Von jetzt an wird die Toilette zum beliebtesten Platz des Zuges. Als erster kommt ein Gymnasiast. Auf dem Heimweg in den Wohlstand gönnt er sich einen kleinen Stopp in der Örtlichkeit, die wohl schon öfter Schutzraum seiner Heimlichkeiten war – Zigaretten rauchen, Pornos glotzen und jetzt drücken.

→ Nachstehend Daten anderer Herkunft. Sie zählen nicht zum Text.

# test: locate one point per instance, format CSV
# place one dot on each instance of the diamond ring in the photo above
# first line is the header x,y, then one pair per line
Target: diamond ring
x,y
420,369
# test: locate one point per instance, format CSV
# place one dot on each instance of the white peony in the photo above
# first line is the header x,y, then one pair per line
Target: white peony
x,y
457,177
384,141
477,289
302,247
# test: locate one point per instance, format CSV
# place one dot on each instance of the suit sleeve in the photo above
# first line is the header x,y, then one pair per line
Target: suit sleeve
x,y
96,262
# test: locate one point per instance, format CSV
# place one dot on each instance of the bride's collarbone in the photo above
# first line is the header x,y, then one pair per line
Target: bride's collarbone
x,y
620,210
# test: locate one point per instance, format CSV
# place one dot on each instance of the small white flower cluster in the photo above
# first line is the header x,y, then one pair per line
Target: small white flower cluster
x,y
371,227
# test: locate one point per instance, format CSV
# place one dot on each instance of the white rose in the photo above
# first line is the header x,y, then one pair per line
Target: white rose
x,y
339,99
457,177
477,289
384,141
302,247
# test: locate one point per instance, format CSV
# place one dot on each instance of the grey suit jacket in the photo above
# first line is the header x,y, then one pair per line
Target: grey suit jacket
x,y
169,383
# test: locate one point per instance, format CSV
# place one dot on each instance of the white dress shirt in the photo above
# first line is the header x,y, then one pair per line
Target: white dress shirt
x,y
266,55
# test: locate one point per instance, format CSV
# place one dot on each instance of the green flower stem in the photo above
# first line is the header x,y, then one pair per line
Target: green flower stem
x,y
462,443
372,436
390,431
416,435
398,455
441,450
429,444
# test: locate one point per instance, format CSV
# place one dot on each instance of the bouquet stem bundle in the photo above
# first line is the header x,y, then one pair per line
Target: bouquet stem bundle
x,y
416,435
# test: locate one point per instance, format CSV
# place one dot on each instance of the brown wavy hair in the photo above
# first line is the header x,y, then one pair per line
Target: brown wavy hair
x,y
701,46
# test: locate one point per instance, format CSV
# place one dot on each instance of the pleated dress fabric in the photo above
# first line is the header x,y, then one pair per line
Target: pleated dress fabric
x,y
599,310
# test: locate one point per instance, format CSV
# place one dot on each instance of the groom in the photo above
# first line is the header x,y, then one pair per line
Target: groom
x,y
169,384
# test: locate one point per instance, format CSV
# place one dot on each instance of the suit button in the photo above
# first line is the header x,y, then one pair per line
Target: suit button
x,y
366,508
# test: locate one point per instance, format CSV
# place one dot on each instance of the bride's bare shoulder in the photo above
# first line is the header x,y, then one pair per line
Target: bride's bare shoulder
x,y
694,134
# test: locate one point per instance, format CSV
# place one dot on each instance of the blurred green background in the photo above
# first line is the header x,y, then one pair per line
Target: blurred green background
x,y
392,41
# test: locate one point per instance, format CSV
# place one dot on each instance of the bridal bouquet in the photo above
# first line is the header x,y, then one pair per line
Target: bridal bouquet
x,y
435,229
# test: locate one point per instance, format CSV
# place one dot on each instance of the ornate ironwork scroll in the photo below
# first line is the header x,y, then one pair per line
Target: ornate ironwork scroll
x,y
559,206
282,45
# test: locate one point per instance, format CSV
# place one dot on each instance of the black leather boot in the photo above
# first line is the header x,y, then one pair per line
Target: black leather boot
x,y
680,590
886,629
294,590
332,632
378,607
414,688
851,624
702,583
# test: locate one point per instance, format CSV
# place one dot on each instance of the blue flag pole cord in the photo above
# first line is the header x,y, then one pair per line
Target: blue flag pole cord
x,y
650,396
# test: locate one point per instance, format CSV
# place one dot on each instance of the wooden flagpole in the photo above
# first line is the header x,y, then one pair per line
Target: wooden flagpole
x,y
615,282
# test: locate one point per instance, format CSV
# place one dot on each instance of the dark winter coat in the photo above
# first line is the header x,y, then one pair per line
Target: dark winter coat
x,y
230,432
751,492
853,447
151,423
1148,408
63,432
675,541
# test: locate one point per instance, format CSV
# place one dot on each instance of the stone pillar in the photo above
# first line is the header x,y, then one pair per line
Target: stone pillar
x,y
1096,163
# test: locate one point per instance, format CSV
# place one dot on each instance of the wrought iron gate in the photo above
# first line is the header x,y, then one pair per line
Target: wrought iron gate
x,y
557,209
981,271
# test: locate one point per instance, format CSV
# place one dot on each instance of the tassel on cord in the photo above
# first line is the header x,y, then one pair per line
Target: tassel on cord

Der nächste ist Parka, der überall Gefahr wittert: Zivis, Kontros, Bullen. Er geht auf Nummer Sicher, bevor er sein Depot aushebt, für das er bei Django oder einem anderen bezahlt hat. Fünf lange Minuten steht er zitternd am Kopfende des Waggons, den Mittelgang überblickend, bis er sich sicher fühlt. Aber dann sitzt jeder Handgriff: Colabüchsenboden mit Feuerzeug erhitzen, den Stoff in diesem Dritte-Welt-Kocher heiß machen, aufziehen, reinpumpen. Nächster Auftritt: Jammer. Käsig, schwitzend, schwankend, ist ihm alles egal. Bis Ahrensburg bleibt das Paradies besetzt.

Und dann die Waggontür, wie im Einkaufszentrum: Ziehen oder drücken? Warum geht sie nicht auf? Das ist Colas Moment. Mit der Lässigkeit des Profivorortzugnutzers gelingt es ihm einhändig, die offene Dose in der Faust, die Tür zu entriegeln, ohne auch nur einen Tropfen zu verschütten. Man weiß ja nie, wenn man an die Bullen gerät, muß man den Stoff schnell runterspülen können. Mit seinem Kumpel Sprite schiebt er zum Ausgang: „Ist hier heute'ne Versammlung, oder was?“ Aus einer Nische tritt ein Kunde Cola halb in den Weg, spricht ihn an, unterwürfig, vertraulich. Auf dem Vorplatz warten drei smarte Jungs, sonnenbankbraun, mit zwei lebenden Barbiepüppchen in ihren Mittelklasse-Cabrios. Mann kommt kurz zusammen, versteht sich, die Cabrios düsen ab. Cola und Sprite federn in den Imbiß, und ich radle der untergehenden Sonne entgegen zu meinem Feierabendbier.